Oggi il presidente della Regione Sicilia è Nello Musumeci, che nel 1986 scrisse un libro in omaggio alla figura di Filippo Anfuso, forse il più filonazista dei fascisti, e nel 2020 parlando del Ventennio lo descrisse come lo descrivono tutti i nostalgici: “Ci furono momenti di buio ma anche tanti momenti di luce, penso alle infrastrutture e al recupero dell’identità culturale”. E infatti oggi il nostro assessore ai Beni Culturali e tale Alberto Samonà, che a trent’anni – dunque manco tanto adolescente - scriveva poesie in onore delle SS, definiti “monaci dell’onore” e non teste di cazzo. Per dovere di cronaca ricopio anche il post in cui Samonà si difende da questi attacchi (ma quale attacco, lui l’ha scritta la poesia): “Leggo un articolo su Il Fatto quotidiano di oggi che mi dipinge come una sorta di pericoloso post-nazista dei miei anni giovanili. Premesso che il nazismo è stato un orrore della storia e va condannato senza appello, è fin troppo facile creare ‘scoop’ quando non vi è alcuno ‘scoop’. Nell’articolo, pubblicato nell’edizione odierna de Il Fatto quotidiano”, infatti, si fa riferimento a un libro di poesie pubblicato circa vent’anni fa, nel quale avevo inserito, a mo’ di elenco, una carrellata di esempi che in varie epoche storiche avevano rappresentato espressioni diverse di riferimenti storici legati a tematiche esoteriche o metafisiche. Un libro, peraltro, che non aveva niente a che vedere con la politica. Fra questi esempi ce n'era uno sul cosiddetto ‘nazismo esoterico’. Nello stesso testo, però, vi erano poesie che parlavano di Islam, del mago britannico Aleister Crowley, di spiritualità ‘New Age’ anni Settanta, di paganesimo antico, di magia, del mistico francese Louis de Saint Martin e di altri svariati esempi, narrati sempre quali testimonianze storiche relative a quel tipo di dinamica”.

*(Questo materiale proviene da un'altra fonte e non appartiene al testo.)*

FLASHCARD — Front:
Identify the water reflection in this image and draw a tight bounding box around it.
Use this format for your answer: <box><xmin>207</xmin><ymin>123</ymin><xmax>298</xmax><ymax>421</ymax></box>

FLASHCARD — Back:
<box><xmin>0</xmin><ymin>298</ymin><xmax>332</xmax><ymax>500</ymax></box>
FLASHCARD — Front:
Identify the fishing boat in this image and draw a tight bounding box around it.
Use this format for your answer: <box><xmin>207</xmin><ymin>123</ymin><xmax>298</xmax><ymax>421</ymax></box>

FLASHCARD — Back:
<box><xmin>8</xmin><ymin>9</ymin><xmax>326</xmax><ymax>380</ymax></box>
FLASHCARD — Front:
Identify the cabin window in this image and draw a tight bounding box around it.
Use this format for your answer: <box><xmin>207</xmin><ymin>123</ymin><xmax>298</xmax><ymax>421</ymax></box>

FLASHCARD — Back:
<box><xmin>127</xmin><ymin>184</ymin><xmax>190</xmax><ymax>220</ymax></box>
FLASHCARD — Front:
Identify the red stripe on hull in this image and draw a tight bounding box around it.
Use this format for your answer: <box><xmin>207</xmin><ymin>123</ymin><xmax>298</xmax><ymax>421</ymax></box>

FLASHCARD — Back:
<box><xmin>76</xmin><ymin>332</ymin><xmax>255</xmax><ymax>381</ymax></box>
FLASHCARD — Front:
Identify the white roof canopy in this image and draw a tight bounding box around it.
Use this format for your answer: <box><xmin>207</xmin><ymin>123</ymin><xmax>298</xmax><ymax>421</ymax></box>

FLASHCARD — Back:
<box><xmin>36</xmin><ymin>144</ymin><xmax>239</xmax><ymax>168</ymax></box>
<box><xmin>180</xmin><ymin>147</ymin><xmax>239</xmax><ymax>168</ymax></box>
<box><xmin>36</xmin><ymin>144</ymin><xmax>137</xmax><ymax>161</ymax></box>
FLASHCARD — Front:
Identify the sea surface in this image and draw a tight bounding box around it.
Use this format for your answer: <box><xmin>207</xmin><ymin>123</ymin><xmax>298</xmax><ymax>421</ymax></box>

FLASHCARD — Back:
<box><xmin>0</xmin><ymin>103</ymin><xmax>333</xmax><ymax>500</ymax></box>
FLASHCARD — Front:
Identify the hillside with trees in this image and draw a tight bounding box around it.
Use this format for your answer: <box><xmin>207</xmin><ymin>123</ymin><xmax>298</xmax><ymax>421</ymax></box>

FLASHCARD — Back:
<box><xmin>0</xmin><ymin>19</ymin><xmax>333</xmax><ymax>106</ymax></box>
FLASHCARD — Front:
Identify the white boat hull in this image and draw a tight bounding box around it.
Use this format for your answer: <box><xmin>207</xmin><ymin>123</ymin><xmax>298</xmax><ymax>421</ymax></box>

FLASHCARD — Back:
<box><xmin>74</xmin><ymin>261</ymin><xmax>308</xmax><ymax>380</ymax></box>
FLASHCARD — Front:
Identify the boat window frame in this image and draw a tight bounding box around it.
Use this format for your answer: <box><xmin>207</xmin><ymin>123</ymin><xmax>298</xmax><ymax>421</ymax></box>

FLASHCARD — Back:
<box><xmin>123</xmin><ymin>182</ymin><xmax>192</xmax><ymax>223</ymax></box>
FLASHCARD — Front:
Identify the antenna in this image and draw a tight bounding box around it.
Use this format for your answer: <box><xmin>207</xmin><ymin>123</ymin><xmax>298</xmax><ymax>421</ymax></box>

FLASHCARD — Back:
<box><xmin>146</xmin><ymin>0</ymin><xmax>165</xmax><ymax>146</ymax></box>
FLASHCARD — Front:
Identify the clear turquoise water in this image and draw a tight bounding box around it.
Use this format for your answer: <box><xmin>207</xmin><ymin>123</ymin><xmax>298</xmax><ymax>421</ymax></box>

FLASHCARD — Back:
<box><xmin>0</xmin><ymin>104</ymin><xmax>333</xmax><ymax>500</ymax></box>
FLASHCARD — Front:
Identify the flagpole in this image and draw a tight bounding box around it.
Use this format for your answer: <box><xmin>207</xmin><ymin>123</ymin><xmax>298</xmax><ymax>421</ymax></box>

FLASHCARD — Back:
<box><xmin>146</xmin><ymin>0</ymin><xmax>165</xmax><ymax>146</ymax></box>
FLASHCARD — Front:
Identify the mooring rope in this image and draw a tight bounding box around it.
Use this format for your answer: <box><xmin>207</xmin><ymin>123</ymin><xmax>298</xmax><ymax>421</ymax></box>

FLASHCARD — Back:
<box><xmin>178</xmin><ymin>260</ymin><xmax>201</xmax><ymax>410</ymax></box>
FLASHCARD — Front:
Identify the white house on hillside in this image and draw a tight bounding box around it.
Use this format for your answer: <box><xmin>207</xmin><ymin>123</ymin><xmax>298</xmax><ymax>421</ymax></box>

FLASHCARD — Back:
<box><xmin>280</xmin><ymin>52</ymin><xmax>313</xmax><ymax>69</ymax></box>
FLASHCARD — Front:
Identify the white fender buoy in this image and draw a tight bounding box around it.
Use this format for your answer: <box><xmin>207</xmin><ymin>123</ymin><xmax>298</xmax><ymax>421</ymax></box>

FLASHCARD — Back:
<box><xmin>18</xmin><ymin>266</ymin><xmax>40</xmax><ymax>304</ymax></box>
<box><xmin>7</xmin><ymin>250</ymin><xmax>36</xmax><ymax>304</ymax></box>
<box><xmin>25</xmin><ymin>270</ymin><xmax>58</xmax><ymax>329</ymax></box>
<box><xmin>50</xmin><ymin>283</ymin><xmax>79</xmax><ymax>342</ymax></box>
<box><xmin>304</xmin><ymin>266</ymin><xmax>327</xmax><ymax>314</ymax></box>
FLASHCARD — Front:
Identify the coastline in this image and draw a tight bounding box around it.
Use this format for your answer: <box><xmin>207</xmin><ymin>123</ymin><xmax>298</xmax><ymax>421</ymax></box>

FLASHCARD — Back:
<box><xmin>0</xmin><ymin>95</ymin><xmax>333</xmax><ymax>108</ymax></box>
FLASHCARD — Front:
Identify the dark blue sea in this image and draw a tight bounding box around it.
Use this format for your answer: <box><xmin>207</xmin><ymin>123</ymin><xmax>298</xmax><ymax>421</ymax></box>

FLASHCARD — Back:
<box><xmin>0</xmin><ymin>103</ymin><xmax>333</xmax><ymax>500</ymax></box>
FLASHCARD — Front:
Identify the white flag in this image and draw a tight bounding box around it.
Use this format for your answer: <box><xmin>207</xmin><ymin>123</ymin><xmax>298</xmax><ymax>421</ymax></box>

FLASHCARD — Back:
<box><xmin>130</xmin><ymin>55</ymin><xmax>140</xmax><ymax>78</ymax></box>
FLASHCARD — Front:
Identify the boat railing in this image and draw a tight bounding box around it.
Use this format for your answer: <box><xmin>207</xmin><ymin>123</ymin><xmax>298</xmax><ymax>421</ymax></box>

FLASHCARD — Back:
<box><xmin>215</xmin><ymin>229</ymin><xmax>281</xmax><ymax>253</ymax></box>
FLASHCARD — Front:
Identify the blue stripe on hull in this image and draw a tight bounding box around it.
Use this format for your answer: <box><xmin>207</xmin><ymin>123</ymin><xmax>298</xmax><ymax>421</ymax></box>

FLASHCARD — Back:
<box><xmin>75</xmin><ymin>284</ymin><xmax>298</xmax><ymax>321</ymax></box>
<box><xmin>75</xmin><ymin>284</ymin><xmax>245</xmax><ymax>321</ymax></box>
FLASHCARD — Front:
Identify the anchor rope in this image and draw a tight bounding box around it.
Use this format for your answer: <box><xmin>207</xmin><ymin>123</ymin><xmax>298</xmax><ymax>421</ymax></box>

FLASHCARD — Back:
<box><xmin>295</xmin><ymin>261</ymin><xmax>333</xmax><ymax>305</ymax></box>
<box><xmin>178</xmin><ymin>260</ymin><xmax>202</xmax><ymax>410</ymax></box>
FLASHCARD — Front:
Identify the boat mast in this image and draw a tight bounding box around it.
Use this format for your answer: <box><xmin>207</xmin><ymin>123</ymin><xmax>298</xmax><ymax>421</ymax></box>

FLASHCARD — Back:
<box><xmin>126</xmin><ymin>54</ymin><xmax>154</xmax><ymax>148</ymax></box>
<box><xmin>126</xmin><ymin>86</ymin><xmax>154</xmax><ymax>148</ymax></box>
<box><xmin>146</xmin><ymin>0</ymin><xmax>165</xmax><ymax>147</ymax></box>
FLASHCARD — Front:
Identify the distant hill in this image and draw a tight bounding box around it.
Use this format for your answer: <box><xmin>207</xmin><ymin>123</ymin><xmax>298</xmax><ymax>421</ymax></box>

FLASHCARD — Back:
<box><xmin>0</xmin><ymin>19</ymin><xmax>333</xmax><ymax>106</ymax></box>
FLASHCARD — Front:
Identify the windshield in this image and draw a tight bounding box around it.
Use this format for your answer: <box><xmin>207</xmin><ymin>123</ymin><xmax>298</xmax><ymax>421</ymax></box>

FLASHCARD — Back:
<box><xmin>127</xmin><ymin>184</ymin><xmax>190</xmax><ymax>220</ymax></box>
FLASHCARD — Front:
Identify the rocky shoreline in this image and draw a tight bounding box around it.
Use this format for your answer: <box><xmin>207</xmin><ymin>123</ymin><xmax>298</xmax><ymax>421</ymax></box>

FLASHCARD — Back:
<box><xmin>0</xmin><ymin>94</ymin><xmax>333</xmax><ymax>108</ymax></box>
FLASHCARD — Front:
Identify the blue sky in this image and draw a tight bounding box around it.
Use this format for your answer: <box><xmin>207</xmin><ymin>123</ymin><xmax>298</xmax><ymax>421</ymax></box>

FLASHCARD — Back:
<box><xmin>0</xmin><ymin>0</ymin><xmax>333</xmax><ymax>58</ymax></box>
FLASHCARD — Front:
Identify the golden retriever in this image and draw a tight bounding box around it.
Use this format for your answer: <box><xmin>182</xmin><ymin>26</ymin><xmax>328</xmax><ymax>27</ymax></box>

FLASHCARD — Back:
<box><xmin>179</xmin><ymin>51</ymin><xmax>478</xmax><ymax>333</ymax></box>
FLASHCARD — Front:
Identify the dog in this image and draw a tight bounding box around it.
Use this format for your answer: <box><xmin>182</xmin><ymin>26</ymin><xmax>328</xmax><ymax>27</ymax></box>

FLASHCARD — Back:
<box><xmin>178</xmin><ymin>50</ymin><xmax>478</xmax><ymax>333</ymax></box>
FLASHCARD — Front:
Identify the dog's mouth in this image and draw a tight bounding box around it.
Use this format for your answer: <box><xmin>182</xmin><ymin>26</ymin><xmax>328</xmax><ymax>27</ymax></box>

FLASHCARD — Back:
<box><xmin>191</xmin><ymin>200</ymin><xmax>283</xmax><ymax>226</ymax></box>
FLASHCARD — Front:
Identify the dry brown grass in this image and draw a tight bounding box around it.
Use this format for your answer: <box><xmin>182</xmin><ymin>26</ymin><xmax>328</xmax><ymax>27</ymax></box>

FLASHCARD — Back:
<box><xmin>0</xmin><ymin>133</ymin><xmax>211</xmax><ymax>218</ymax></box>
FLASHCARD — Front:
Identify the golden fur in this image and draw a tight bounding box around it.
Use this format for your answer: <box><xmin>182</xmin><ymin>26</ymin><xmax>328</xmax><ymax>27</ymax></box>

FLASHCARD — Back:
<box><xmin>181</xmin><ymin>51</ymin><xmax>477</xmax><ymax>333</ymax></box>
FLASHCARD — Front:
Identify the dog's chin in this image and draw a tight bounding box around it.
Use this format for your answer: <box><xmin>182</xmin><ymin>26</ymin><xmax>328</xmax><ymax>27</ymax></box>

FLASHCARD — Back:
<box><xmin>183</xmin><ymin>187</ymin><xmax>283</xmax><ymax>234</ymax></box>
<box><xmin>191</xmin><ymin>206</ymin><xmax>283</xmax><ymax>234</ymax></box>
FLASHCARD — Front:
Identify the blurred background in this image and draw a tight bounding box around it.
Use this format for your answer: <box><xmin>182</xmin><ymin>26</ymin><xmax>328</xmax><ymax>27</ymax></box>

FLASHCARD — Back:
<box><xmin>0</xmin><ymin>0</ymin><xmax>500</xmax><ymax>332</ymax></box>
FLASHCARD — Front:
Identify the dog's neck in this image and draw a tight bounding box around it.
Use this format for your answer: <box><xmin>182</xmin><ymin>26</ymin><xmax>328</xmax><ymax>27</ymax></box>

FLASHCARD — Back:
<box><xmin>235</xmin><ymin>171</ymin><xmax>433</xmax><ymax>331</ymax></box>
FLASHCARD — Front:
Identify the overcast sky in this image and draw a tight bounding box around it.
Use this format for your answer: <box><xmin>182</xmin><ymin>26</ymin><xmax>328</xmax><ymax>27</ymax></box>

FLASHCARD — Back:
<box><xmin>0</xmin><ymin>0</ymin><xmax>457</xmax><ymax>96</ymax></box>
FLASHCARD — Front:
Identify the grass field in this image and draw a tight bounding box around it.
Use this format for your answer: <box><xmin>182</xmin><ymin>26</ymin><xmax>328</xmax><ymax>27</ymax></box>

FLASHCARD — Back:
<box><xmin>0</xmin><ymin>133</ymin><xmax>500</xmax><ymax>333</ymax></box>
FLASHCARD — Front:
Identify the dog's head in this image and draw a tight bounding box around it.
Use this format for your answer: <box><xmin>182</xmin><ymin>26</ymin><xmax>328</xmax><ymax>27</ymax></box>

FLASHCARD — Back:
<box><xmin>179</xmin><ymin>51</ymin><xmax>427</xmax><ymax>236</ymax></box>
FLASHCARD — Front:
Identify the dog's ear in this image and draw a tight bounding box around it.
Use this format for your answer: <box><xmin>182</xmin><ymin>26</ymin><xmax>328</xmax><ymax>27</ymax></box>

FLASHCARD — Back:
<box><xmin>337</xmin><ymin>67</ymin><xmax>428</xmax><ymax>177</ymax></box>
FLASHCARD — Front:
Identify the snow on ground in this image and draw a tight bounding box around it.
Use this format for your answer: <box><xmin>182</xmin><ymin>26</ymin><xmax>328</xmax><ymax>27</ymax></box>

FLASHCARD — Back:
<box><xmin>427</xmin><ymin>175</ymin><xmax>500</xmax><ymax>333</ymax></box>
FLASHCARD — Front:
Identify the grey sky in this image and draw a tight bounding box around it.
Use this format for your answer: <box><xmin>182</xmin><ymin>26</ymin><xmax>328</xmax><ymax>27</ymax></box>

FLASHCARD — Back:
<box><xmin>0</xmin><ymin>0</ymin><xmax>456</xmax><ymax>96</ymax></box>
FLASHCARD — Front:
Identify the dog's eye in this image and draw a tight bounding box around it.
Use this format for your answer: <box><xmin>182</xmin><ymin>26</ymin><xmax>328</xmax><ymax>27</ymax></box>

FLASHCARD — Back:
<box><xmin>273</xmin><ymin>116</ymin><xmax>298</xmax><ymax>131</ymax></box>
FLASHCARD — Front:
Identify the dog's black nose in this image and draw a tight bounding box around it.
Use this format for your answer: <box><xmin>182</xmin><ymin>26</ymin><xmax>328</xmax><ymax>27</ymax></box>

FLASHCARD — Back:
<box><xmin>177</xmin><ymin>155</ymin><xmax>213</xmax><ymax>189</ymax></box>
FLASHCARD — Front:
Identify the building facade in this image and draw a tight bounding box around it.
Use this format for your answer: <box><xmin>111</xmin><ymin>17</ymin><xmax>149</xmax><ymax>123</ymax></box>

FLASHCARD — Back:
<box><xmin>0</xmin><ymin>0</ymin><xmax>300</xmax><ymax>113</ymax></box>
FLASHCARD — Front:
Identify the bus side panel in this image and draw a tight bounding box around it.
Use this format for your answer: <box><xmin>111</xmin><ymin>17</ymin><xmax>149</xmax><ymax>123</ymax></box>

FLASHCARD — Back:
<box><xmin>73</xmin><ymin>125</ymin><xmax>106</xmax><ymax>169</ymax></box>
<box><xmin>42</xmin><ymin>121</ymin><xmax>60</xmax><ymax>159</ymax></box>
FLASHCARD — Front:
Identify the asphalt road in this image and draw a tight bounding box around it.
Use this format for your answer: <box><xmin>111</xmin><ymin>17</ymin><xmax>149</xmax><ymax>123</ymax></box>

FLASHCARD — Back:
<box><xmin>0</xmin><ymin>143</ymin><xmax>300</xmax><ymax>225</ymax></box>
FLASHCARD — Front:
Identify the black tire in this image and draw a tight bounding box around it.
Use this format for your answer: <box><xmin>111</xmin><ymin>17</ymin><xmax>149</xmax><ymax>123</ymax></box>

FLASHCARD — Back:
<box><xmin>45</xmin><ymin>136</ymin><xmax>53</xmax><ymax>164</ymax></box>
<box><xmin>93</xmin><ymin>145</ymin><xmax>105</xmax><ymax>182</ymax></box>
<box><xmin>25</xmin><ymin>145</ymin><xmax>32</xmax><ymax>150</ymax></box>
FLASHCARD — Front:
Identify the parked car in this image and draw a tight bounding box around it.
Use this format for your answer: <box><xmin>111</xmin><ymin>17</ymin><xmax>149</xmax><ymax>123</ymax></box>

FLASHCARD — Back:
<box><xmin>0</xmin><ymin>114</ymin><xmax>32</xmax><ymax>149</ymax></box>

La toppa sembra peggio del buco.
In molti abbiamo visto la serie “Hunters”, con Al Pacino, dove a distanza di decennni si cercano i nazisti che si nascondono sotto false identità per prenderli a calci nel culo. Adesso, non dico che bisogna prendere a calci nel culo Samonà (anche se Nello Musumeci ricorda ancora con affetto gli anni giovanili in cui faceva le risse con gli appartenenti ai comuni vicini per questioni di identità), ma quantomeno non nominarlo assessore ai Beni Culturali e all’Identità Siciliana (considerando anche il fatto che è in quota leghista)? Il 25 andrò a fare visita ai ruderi di Cassibile, celebrerò in silenzio la fine della persecuzione degli ebrei, e poi, liturgicamente, manderò tutti i siciliani affanculo.